On the painful loss of an iconic Space Age observatory.

an aerial shot of a large cement disc in the midst of trees
Puerto Rico’s giant eye on the sky: Arecibo Observatory as it appeared during its heyday.
Arecibo Observatory / NSF

Even as a kid I knew of a place called Arecibo, a mysterious facility in the jungle where astronomers peered into outer space and searched for alien transmissions. When I could understand basic geometrical concepts, I learned how a giant parabolic dish built into a sinkhole could gather and concentrate diffuse radiation from distant sources that would otherwise have fallen unseen in the surrounding rainforest, focusing it to a point where its power was sufficient to reveal the previously unseeable.

In the 1960s and ’70s, as interplanetary craft were first setting out for our neighboring worlds, this magnificent instrument in northwestern Puerto Rico was also extending our human senses to heretofore hidden places and wavelengths. In magazine pictures, its perfect, curving dish and monumental support structure seemed like a futuristic synthetic eye of outrageous proportions. With it, we could seek answers for our nagging curiosity and antidotes to our cosmic loneliness.

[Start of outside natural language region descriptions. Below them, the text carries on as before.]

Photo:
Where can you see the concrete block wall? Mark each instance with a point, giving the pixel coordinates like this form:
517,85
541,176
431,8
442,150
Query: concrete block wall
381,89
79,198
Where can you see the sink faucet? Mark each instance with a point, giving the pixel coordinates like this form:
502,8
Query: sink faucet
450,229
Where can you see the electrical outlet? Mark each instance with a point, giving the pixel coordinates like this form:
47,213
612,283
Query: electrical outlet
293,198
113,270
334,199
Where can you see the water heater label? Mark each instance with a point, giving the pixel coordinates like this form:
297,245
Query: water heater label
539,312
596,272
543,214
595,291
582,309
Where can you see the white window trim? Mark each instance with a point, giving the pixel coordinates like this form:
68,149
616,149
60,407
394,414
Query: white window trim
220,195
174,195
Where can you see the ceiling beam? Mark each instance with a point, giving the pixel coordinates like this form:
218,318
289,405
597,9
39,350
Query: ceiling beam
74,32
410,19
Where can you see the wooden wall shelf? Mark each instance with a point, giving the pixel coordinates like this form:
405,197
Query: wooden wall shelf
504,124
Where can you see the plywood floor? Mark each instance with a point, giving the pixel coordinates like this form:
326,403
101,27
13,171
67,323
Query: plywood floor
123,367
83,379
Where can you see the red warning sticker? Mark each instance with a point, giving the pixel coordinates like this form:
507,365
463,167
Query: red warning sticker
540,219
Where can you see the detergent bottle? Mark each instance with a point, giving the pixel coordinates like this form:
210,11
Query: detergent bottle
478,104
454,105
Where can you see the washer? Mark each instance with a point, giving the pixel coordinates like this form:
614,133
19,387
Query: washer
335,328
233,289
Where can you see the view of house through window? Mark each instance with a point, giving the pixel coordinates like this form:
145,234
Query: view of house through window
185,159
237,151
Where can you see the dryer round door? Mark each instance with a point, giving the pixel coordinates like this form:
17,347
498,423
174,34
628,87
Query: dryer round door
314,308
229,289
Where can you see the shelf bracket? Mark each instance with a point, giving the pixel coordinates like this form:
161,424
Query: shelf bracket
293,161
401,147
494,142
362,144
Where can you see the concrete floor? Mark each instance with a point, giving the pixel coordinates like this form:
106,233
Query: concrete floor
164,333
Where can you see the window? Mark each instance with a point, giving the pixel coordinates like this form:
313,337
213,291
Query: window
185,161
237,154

As a young space geek, I learned that scientists had used Arecibo to determine the rotation rate of Mercury, discover the tallest mountain range on cloud-shrouded Venus, and, beyond our solar system, reveal neutron stars, binary pulsars, and other astrophysical marvels. I grew up on stories of Frank Drake, Carl Sagan, and Jill Tarter listening for alien signals there and sending out a few symbolic messages of their own. I admired Arecibo’s role as planetary defense sentinel, identifying and tracking Earth-crossing asteroids.

In short, for me as for so many others, Arecibo was iconic long before Hollywood filmmakers used it as a dramatic backdrop in Contact and GoldenEye

Later in life, I made a pilgrimage there. I walked those vertiginous catwalks out to the receiver suspended 450 feet above the dish by 18 cables running from three giant towers. When I visited, in 2012, it wasn’t shiny and new. The dish’s surface looked a bit moldy, some of the hardware seemed a little rusty, and the surrounding jungle appeared ready to swallow the whole place up. The control rooms, with their huge transformers and racks of computer equipment, looked very mid-20th century, like something, well, out of a James Bond movie.

Yet scientists were still doing cutting-edge science there, and I shared the dismay of so many when I learned on December 1st that our beloved mystery portal, in desperate need of repairs and already teetering dangerously from two recently broken support cables, had suffered an irreparable collapse.

Similar work will continue at other large radio dishes on Earth, but what we really want to know is if others exist elsewhere in the galaxy. Would minds evolving out there have converged on the same idea, to parabolically gather waves so that they may interrogate our shared galaxy and perhaps come to know us?

My whole life I’ve tried to picture those alien Arecibos and wondered if — like that transporter machine in Contact — ours might be an aperture across the galaxy to theirs. Now I wonder what will happen to Arecibo. Will the jungle reclaim it? Will it one day be an archeological site where visitors (Earthlings or otherwise) will marvel that there was once a civilization that valued science and exploration enough to build such a wonder but not quite enough to keep it going for more than two Saturn years?